Molecule vs Gremlin

Let’s compare the queries/traversals in the Gremlin Getting Started Tutorial with equivalent Molecule queries.

For the examples we’ll use the same “Modern” graph as the tutorial:



Insert data

Gremlin is untyped, so data is inserted directly in a generic way where “types” are created on-the-go:

Graph graph = TinkerGraph.open(); (1)
Vertex marko = graph.addVertex(T.label, "person", T.id, 1, "name", "marko", "age", 29); (2)
Vertex vadas = graph.addVertex(T.label, "person", T.id, 2, "name", "vadas", "age", 27);
Vertex lop = graph.addVertex(T.label, "software", T.id, 3, "name", "lop", "lang", "java");
Vertex josh = graph.addVertex(T.label, "person", T.id, 4, "name", "josh", "age", 32);
Vertex ripple = graph.addVertex(T.label, "software", T.id, 5, "name", "ripple", "lang", "java");
Vertex peter = graph.addVertex(T.label, "person", T.id, 6, "name", "peter", "age", 35);
marko.addEdge("knows", vadas, T.id, 7, "weight", 0.5f); (3)
marko.addEdge("knows", josh, T.id, 8, "weight", 1.0f);
marko.addEdge("created", lop, T.id, 9, "weight", 0.4f);
josh.addEdge("created", ripple, T.id, 10, "weight", 1.0f);
josh.addEdge("created", lop, T.id, 11, "weight", 0.4f);
peter.addEdge("created", lop, T.id, 12, "weight", 0.2f);

In Molecule we first define a schema. Since we won’t use the weight properties yet, we’ll start off defining a schema without those:

object ModernGraph1DataModel {

  trait Person {
    val name = oneString
    val age  = oneInt

    // Normal (uni-directional) reference
    val software = many[Software]

    // Bidirectional self-reference
    val friends = manyBi[Person]
  }

  trait Software {
    val name = oneString
    val lang = oneString
  }
}

When we compile our project with sbt compile, the sbt-molecule plugin will generate the necessary boilerplate code so that we can enter typed data to populate the graph:

// Create database and save implicit connection
implicit val conn = recreateDbFrom(ModernGraph1Schema)

for {
  // Software
  List(lop, ripple) <- Software.name.lang insert Seq(
    ("lop", "java"),
    ("ripple", "java")
  ) map(_.eids)
  
  // People and software created
  List(marko, vadas, josh, peter) <- Person.name.age.software insert Seq(
    ("marko", 29, Set(lop)),
    ("vadas", 27, Set[Long]()),
    ("josh", 32, Set(lop, ripple)),
    ("peter", 35, Set(lop))
  ) map(_.eids)
  
  // Friendships
  _ <- Person(marko).friends(vadas, josh).update
} yield ()

We’ll use the variables with entity ids above for the coming examples.

The first 5 minutes

Now we are ready to make queries.

Generic vs domain language

Since Gremlin traverses generic edges and vertices it is also communicating intentions in a generic way like the following “query”:

Get the value of the name property on vertex with the unique identifier of “1”.

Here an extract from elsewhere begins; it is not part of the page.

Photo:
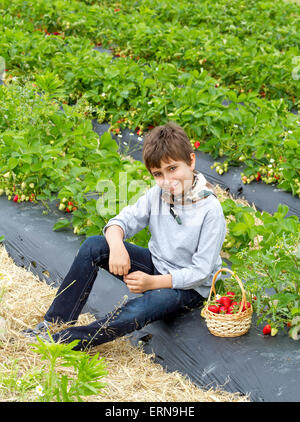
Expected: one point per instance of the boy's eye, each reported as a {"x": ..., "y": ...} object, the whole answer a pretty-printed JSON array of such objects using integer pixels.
[{"x": 159, "y": 174}]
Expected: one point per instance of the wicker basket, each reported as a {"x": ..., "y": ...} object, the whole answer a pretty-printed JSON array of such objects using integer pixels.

gremlin> g.V(1).values('name')
==>marko

Since Molecule uses the domain terms as custom building blocks directly, we can formulate our intentions with the language of our domain directly:

What is the Person name of entity marko?

Person(marko).name.get.map(_.head ==> "marko")

Edges / Entities

Get the edges with the label “knows” for the vertex with the unique identifier of “1”:

gremlin> g.V(1).outE('knows')
==>e[7][1-knows->2]
==>e[8][1-knows->4]

Marko’s friends

Person(marko).friends.get.map(_.head ==> Set(vadas, josh))

Values

Get the names of the people that the vertex with the unique identifier of “1” “knows”.

gremlin> g.V(1).out('knows').values('name')
==>vadas
==>josh

In Molecule we can jump from one namespace like Person to Friends since there’s a relationship defined between the two. That way we can get Marko’s referenced Friends entities:

Person(marko).Friends.name.get.map(_.head ==> Set("vadas", "josh"))

Note though, that a namespace is not like a SQL table but rather just a meaningful prefix for a group of attributes.

Expressions

Get the names of the people vertex “1” knows who are over the age of 30.

gremlin> g.V(1).out('knows').has('age', gt(30)).values('name') //(7)
==>josh

Names of Marko’s friends over the age of 30.

Person(marko).Friends.name.age_.>(30).get.map(_ ==> Set("josh"))

The next 15 minutes

Find Marko in the graph

gremlin> g.V().has('name','marko')
==>v[1]

Prepending the generic attribute e before an attribute finds the entity that it belongs to:

Person.e.name_("marko").get.map(_.head ==> marko)

We also append an underscore _ to the name attribute so that it becomes name_. In Molecule this makes the attribute “tacit”, or “silent”, meaning that we don’t need to return its value “marko” since we’re already applying it as a value that we expect the attribute to have.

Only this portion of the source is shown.